Figure 4.1 Historical development of atmospheric carbonpatterns

A shift to bio-based building materials by 2060 can replenish the carbon pool and reduce atmospheric carbon

The figure shows the historical transition in the terrestrial carbon pool from formation (left) to depletion (middle) to gradual replenishment (right, with simultaneous reduction in atmospheric carbon). Adapted from Churkina et al. 2020.

Scaling Renewable Building Materials: Opportunities and Challenges

Renewable bio-based building materials can drive reductions in atmospheric carbon.
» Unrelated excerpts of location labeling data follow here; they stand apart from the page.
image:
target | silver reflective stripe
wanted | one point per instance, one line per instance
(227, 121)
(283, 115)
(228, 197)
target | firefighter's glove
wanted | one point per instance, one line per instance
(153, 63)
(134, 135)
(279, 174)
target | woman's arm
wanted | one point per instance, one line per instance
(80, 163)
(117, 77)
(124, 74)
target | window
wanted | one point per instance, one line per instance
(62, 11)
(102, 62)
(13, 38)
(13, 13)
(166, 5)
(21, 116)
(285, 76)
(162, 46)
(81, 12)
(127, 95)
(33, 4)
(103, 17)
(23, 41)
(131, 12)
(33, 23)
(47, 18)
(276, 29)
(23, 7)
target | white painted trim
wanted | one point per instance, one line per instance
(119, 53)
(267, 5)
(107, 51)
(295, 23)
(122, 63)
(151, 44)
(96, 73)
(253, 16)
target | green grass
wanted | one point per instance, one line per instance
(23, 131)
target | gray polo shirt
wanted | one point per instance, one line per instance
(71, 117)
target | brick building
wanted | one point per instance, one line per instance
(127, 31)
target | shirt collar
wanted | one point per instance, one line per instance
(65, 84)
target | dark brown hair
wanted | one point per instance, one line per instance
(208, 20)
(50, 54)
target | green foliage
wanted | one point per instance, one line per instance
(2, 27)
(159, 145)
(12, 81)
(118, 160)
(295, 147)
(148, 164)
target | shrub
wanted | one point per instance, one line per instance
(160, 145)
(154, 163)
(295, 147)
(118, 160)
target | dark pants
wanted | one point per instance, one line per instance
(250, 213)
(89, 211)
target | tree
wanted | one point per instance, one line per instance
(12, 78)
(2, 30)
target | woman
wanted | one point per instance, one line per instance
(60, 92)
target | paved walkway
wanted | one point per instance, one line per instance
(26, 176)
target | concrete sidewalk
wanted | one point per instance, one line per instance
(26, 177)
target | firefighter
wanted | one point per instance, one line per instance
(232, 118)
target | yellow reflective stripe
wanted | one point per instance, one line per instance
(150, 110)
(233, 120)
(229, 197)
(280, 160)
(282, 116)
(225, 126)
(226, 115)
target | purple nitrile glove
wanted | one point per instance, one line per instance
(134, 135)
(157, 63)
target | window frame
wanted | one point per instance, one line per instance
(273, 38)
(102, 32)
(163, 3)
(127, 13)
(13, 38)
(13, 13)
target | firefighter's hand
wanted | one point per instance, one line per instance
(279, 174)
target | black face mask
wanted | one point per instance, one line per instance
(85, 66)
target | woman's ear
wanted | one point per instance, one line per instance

If managed responsibly, renewable bio-based building materials have a unique capacity to drive reductions in atmospheric carbon by: 1) matching renewable resources to building material applications, at lower carbon footprints, and 2) serving as a global carbon sink (see Figure 4.1). Timber is the leading bio-based building material being used at scale. Although promising technological product innovations are available to address rising demand for timber in developed countries, demand outpaces forest regrowth and relies on a limited range of tree species (Pomponi et al. 2020). Global timber demand has a large impact on tropical forests, especially since many tropical countries do not have sufficient financial and infrastructural resources to improve material efficiency and sustainable forest management.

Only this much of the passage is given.